His father was a prominent member of the Supreme Soviet of the Kirghiz Autonomous Republic and it is believed he was killed at Chon Tash (just outside Bishkek) along with the entire membership of the Central Committee in one of Stalin's purges - although this did not stop him joining the party himself.
Born in 1928 in the village of Sheker in the Talas valley, near the Uzbek border, he completed only six years of schooling and at the age of 14 (during World War II) he became Secretary of the local village soviet (council) and a tax collector. He later trained in Djambul (in Kazakhstan - now called Taraz) as a veterinarian, graduating in 1953, and worked on an experimental farm. His first publication appeared in January, 1952 - an article in the journal "Soviet Kirghizia", "On the Terminology of the Kirghiz Language" in which he commented how much the Kirghiz language had been enriched by borrowings from the Russian language. This was followed by a number of short stories.

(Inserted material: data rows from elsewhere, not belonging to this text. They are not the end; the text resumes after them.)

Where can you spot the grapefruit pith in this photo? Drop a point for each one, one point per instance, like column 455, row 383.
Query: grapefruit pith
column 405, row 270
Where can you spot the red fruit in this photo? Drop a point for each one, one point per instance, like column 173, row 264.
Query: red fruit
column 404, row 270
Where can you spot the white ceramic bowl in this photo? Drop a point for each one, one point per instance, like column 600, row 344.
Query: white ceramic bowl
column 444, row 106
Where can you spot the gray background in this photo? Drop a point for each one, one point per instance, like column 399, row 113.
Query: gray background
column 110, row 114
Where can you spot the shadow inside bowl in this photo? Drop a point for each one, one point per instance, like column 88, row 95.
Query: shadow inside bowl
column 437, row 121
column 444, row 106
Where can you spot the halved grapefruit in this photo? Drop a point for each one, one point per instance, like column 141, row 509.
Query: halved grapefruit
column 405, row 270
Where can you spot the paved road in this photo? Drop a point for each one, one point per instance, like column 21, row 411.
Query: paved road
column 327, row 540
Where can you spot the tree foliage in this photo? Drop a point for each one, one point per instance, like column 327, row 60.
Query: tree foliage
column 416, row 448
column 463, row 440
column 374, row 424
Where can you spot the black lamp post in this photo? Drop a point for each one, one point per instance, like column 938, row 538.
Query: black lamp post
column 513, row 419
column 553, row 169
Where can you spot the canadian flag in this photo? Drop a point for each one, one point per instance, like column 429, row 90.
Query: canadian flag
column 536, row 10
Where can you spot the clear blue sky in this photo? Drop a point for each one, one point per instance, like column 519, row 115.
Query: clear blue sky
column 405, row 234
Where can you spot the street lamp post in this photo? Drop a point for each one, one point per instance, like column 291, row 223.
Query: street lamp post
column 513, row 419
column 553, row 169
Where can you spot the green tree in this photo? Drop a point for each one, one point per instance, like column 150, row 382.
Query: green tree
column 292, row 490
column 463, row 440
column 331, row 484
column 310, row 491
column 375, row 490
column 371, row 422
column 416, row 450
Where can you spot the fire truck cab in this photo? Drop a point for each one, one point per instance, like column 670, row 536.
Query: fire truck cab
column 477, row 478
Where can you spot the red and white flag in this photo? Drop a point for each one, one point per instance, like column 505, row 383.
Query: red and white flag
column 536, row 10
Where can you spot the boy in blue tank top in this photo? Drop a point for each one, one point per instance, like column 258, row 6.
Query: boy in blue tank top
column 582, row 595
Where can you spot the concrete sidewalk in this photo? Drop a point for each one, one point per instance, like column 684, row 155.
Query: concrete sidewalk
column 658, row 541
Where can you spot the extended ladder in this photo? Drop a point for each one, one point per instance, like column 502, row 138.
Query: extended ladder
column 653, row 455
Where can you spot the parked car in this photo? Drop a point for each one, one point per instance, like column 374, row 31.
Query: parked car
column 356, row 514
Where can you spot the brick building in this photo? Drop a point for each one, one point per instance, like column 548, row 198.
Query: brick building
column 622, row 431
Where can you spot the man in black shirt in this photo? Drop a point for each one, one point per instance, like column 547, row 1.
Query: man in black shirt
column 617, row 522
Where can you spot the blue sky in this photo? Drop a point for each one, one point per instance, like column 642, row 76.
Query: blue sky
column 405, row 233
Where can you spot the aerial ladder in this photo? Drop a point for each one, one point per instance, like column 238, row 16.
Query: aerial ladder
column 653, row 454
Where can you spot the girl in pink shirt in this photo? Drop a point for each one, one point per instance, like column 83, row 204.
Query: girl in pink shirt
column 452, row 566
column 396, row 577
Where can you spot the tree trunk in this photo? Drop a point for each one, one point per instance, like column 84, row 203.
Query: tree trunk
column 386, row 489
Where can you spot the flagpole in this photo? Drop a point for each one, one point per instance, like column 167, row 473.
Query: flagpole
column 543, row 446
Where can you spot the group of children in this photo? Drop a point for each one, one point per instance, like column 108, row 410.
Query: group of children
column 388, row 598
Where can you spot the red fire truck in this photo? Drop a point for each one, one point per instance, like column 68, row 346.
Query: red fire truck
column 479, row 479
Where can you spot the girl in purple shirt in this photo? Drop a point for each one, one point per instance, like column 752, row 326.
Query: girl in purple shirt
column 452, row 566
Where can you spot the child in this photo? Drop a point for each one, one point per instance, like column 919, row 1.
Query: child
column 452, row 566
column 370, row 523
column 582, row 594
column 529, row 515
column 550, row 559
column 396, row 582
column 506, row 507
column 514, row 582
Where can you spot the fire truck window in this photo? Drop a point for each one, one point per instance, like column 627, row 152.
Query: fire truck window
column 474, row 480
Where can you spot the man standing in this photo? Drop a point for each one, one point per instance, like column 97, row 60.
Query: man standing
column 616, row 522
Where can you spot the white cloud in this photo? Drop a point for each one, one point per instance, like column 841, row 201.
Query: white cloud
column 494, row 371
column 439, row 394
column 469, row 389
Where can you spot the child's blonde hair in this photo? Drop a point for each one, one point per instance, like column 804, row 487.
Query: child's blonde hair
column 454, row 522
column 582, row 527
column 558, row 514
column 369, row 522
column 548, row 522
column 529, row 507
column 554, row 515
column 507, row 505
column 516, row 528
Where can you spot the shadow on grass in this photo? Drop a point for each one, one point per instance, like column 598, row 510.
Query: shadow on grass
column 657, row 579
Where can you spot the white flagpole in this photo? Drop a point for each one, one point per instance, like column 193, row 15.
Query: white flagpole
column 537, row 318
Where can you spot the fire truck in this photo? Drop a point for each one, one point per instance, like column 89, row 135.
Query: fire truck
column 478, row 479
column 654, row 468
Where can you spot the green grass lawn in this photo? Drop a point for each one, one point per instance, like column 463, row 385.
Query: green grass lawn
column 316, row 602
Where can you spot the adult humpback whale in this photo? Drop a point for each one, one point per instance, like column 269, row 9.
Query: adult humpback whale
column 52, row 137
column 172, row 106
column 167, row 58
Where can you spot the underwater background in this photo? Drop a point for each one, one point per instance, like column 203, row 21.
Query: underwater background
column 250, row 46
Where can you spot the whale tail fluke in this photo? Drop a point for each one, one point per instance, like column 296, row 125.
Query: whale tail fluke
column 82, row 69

As a result of his publications, he entered the Literary Institute in Moscow, graduating in 1958. He published a few minor works at this time, but rose to popularity with his book Dzhamilia. He emerged as a major Soviet writer and literary figure, on the governing board of many intellectual and cultural institutions such as the Literary Gazette and Writers' Union and was the head of the Kirghiz Filmmakers' Union for over twenty years. For a time, he contributed to the newspaper Pravda. He wrote in both Russian and Kyrgyz. As well as writing his own novels, he also wrote plays and he translated other people's stories and poetry.
Elected a member of the Supreme Soviet, he was a delegate to the last four Party Congresses, and was awarded many national honors, including a Lenin Prize, a State Prize (both for Literature) and a Hero of Socialist Labor medal (awarded on his fiftieth birthday). He was instrumental in the founding of the national "Movement for Democracy" in 1989. He was also the Kyrgyz ambassador to the European Union based in Belgium for a number of years. He died on June 10, 2008 in Nuremburg, Germany.
In his hometown of Sheker, there is now a Museum dedicated to him, his life and work. It was opened in 1978, to mark his 50th birthday and has over 1,000 exhibits, such as manuscripts, articles, books and pictures. There is also a special section on his parents and family history.